Alright, so after a very long time investigating this bug we have finally found the source. The problem appears to come from Zygote producing a NaN
gradient for the sqrt
function. More precisely, we were doing:
∇S = sqrt.(avg_y(dSdx).^2 .+ avg_x(dSdy).^2) # this does not work
D = Γ .* avg(H).^(n + 2) .* ∇S.^(n - 1)
So we isolated the issue, which is coming from sqrt
. When we changed it to:
∇S² = avg_y(dSdx).^2 .+ avg_x(dSdy).^2 # this does work
D = Γ .* avg(H).^(n + 2) .* ∇S².^((n - 1)/2)
everything works perfectly.
Is this normal? We’re extremely surprised that Zygote cannot provide a gradient for such a simple function.
that looks worth isolating to a Zygote issue. I think it’s from the broadcast implementation.

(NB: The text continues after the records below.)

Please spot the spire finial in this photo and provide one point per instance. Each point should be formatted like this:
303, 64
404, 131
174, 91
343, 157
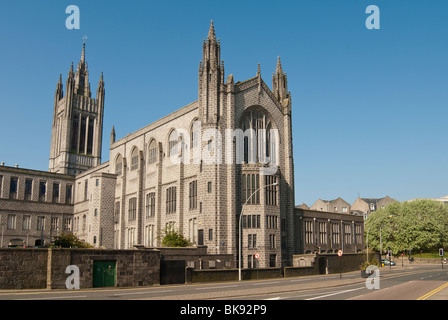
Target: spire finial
211, 32
83, 55
278, 69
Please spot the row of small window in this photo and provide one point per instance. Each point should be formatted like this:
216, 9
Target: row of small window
171, 201
253, 262
252, 221
14, 187
334, 233
250, 189
11, 223
252, 241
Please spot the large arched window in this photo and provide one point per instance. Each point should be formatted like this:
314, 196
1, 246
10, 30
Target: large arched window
119, 165
134, 159
260, 138
152, 152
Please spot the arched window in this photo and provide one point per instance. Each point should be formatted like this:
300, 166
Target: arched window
152, 152
259, 138
173, 145
134, 159
196, 140
119, 165
195, 134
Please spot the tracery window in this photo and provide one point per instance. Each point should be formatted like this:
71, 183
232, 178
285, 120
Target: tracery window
259, 137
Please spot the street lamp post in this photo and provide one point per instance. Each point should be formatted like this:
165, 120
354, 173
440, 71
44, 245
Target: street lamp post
367, 239
241, 216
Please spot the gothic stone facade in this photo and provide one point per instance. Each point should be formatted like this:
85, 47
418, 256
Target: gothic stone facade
196, 170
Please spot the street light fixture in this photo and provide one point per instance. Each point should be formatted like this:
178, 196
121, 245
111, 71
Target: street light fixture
367, 239
241, 216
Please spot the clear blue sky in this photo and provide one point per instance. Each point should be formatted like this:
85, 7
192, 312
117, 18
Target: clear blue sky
369, 106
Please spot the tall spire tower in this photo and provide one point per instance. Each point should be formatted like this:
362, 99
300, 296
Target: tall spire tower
211, 76
280, 84
76, 135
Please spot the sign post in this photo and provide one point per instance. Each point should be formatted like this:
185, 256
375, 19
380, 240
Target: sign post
257, 256
340, 270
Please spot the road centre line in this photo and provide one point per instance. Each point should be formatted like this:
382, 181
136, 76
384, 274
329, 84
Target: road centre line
424, 297
262, 283
141, 292
334, 293
220, 287
54, 298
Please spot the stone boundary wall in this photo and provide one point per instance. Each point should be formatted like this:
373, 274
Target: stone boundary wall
45, 268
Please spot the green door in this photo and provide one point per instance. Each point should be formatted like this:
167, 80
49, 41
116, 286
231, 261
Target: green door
104, 273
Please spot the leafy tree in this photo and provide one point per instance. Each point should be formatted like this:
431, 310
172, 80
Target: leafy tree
172, 238
69, 240
415, 225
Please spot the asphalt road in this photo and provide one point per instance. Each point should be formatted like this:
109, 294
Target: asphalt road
428, 282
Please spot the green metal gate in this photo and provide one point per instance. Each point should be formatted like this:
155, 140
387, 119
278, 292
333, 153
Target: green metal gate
104, 273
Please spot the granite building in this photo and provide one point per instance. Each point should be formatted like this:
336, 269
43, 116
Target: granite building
219, 162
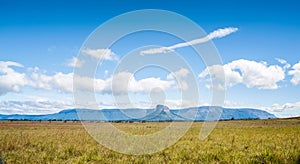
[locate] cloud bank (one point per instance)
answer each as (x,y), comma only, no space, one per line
(247,72)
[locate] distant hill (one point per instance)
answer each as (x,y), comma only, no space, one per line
(160,113)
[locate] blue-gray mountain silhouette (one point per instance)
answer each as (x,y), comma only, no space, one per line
(160,113)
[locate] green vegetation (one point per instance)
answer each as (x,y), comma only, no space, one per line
(244,141)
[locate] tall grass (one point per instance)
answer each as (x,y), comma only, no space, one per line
(256,141)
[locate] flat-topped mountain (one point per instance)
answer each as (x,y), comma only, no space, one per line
(160,113)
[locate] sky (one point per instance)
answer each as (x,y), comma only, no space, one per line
(41,43)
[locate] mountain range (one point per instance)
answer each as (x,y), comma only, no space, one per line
(160,113)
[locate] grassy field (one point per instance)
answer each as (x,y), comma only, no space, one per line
(253,141)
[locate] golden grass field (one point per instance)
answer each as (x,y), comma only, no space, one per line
(244,141)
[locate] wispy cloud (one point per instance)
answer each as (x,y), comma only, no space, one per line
(75,62)
(247,72)
(219,33)
(103,54)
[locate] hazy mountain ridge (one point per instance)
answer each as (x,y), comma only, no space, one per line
(160,113)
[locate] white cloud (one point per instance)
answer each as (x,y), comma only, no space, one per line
(38,106)
(295,72)
(219,33)
(10,80)
(75,62)
(285,110)
(283,62)
(250,73)
(102,54)
(120,85)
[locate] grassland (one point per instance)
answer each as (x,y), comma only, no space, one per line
(247,141)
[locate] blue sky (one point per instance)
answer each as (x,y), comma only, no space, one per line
(44,36)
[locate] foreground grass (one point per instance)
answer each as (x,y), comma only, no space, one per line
(256,141)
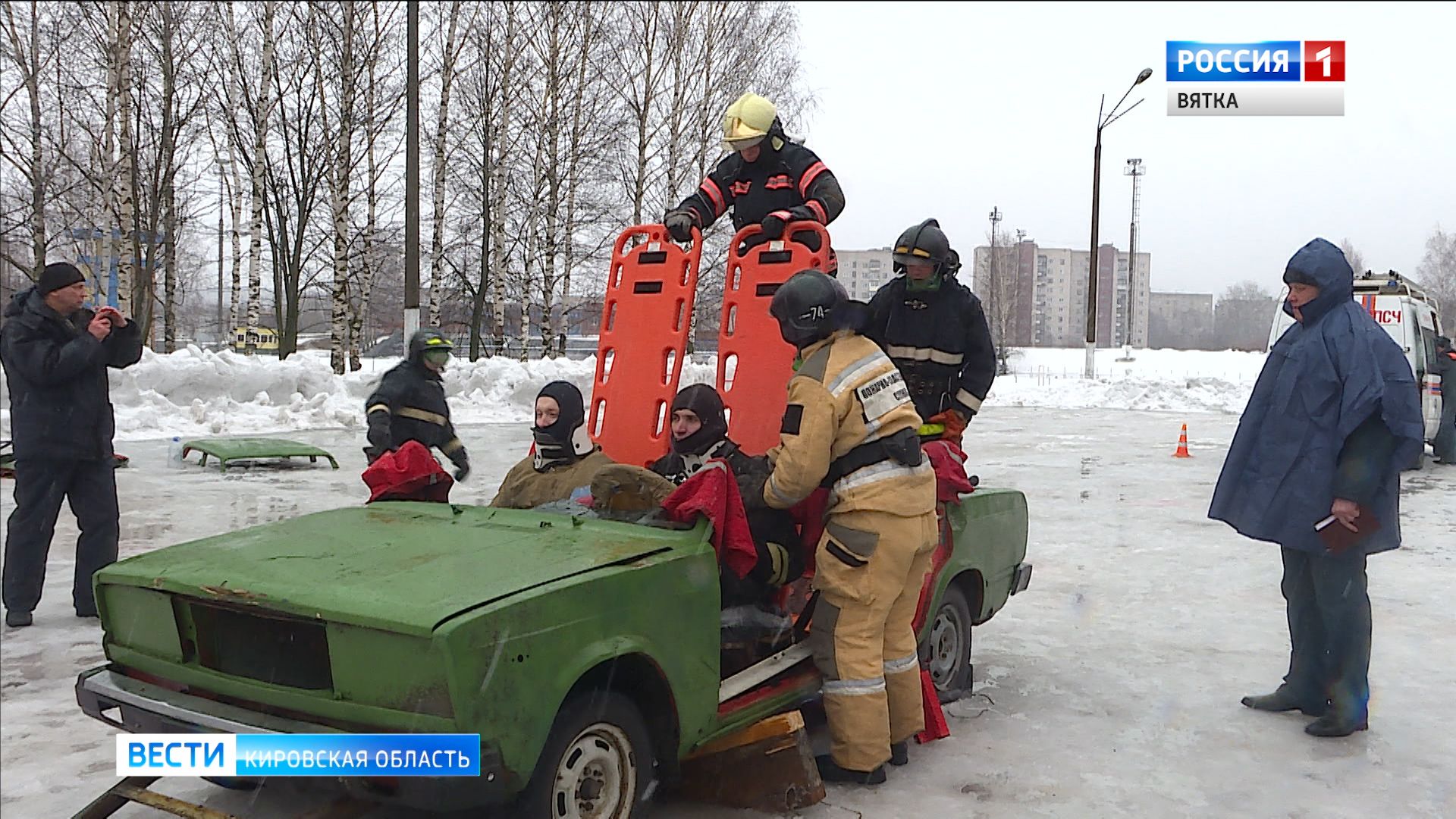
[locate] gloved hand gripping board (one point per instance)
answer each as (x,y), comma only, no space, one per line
(642,341)
(755,363)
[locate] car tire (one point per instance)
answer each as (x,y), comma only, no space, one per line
(235,783)
(946,651)
(598,763)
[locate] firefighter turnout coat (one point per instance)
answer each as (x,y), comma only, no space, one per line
(851,426)
(789,183)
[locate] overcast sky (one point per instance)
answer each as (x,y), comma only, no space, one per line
(951,108)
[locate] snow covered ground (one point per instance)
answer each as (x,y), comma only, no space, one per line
(1110,689)
(196,392)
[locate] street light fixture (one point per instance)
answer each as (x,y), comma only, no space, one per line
(1103,121)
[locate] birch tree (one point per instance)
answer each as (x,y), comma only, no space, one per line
(259,161)
(127,180)
(25,55)
(340,190)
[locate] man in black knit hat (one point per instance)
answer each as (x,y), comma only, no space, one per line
(699,435)
(55,356)
(564,457)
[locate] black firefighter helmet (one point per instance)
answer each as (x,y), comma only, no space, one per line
(927,242)
(807,306)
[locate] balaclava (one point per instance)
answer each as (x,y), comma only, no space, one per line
(566,441)
(704,401)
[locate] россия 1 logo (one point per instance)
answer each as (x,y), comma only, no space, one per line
(1279,77)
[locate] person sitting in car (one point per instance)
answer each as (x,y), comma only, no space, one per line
(701,435)
(564,458)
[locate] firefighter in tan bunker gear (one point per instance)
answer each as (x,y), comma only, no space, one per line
(851,426)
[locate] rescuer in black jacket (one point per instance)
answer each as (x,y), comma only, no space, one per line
(766,180)
(55,356)
(410,404)
(934,328)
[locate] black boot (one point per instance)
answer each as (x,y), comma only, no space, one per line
(832,773)
(1337,725)
(1285,700)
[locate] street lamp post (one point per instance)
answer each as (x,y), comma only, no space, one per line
(413,172)
(1097,184)
(223,331)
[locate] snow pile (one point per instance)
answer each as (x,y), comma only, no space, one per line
(194,392)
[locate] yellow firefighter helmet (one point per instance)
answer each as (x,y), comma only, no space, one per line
(747,121)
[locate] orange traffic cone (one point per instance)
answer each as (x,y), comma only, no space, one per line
(1183,445)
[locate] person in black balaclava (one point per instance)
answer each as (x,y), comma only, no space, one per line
(701,435)
(564,457)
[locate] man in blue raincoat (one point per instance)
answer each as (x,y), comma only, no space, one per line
(1334,417)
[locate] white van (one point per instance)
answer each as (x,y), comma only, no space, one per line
(1410,316)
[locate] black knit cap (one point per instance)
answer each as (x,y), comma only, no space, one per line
(57,276)
(705,403)
(573,411)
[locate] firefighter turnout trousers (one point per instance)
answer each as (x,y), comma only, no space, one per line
(862,632)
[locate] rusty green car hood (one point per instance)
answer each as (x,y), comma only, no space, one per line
(398,566)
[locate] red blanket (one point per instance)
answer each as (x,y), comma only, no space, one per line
(714,493)
(410,472)
(948,461)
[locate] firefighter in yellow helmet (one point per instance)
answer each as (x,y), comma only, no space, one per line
(851,426)
(766,180)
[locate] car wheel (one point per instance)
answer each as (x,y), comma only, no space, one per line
(946,653)
(598,763)
(235,783)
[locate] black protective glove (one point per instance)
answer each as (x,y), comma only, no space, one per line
(750,487)
(774,226)
(680,223)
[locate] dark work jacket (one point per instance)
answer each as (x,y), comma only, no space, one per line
(789,181)
(410,404)
(766,525)
(940,341)
(60,398)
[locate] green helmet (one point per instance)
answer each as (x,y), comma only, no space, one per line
(427,340)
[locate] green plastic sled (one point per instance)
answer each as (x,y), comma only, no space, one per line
(228,450)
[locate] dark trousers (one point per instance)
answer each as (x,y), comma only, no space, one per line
(39,485)
(1329,629)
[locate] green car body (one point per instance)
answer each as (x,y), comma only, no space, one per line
(424,617)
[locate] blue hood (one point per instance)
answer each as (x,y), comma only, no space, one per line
(1326,267)
(1323,379)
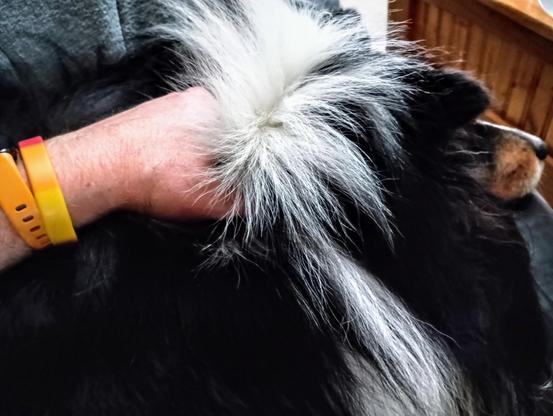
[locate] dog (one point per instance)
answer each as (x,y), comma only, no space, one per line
(369,265)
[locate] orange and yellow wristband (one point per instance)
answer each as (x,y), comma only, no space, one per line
(18,203)
(47,192)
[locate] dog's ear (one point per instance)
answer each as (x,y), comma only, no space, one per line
(445,98)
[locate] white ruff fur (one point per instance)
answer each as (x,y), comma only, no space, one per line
(279,146)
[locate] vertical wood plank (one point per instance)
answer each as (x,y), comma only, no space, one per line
(521,90)
(542,104)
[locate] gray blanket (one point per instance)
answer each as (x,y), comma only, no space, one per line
(50,37)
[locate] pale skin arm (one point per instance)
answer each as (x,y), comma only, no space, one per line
(149,159)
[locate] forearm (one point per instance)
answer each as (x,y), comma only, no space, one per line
(150,159)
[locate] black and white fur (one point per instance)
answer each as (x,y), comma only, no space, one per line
(361,271)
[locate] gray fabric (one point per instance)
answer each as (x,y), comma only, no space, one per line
(51,37)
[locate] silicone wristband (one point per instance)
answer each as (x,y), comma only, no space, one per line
(17,202)
(47,191)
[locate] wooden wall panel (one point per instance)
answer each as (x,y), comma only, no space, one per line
(515,63)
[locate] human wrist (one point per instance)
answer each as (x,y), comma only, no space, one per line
(87,174)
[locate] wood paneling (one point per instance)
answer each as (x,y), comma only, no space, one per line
(510,49)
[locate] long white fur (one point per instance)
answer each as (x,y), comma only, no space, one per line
(277,155)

Here is a minimal example where Zygote fails when trying to differentiate sqrt()
.
using Zygote
using Flux
A₀ = [[1,0] [0,3]]
A₁ = [[0,0] [0,0]]
function loss(θ)
A = A₀.^θ
A = sqrt.(A)
return sqrt(Flux.Losses.mse(A, A₀; agg=sum))
end
θ = 4.0
loss_θ, back_θ = Zygote.pullback(loss, θ)
For this last case, the value of back_θ(1.0)
is NaN
. However, if we avoid the use of sqrt()
by defining the lost function as
function loss(θ)
A = A₀.^(θ/2)
return sqrt(Flux.Losses.mse(A, A₀; agg=sum))
end
then the gradient gives the correct result.
If you boil this down a little, your two loss functions are doing something like this (you could delete the sqrt(3^x)
term here too):
julia> using Zygote
julia> withgradient(x -> sqrt(0^x) + sqrt(3^x), 4)
(val = 9.0, grad = (NaN,))
julia> withgradient(x -> 0^(x/2) + 3^(x/2), 4)
(val = 9.0, grad = (4.943755299006494,))
julia> let x = 4.001
sqrt(0^x) + sqrt(3^x)
end
9.004945113365242 # supports the 2nd answer
The reason you get NaN
is that the slope of sqrt at zero is infinite. That infinity multiplies the slope of 0^x
at 4, which is zero. Whereas with the 0^(x/2)
version, the slope is simply zero.
For an AD system to do better, I suppose it would need to keep track of how big an infinity the gradient of sqrt
is… has anyone made such a thing?
julia> ForwardDiff.derivative(x -> sqrt(0^x) + sqrt(3^x), 4)
NaN
julia> ForwardDiff.derivative(x -> 0^(x/2) + 3^(x/2), 4)
4.943755299006494
julia> gradient(sqrt, 0) # Zygote
(Inf,)
julia> ForwardDiff.derivative(sqrt, 0) # often used in Zygote's broadcasting
Inf
julia> gradient(x -> 0^x, 4)
(0.0,)
julia> ForwardDiff.derivative(x -> 0^x, 4)
0
Thanks for shedding some light into this @mcabbott. For such a flexible library as Zygote, meant to provide AD for Julia source code, I think it would be important to provide gradients for sqrt
. It’s a pretty common function, so this bug will probably be encountered by a large number of users.
I have opened an issue following @facusapienza 's MWE.
Some even simpler examples might be:
julia> f(x) = inv(inv(x));
julia> g(x) = cbrt(x)^3;
julia> all(f(x)==x for x in -10:10)
true
julia> all(g(x)≈x for x in -10:10)
true
julia> gradient(f, 0)
(NaN,)
julia> gradient(g, 0)
(NaN,)
If the chain of functions (or rather, the chain of their derivatives) contains singularities, at intermediate steps, then the final gradient will tend to be NaN. Even if it’s obvious to a human that things ought to cancel.
The individual components all seem correct here. I think these examples could be fixed by returning incorrect gradients near singularities, e.g. replacing the gradient at x==0
with one slightly off of it, like gradient(cbrt, 0 + eps())
. But this may have horrible consequences elsewhere, I’m not sure.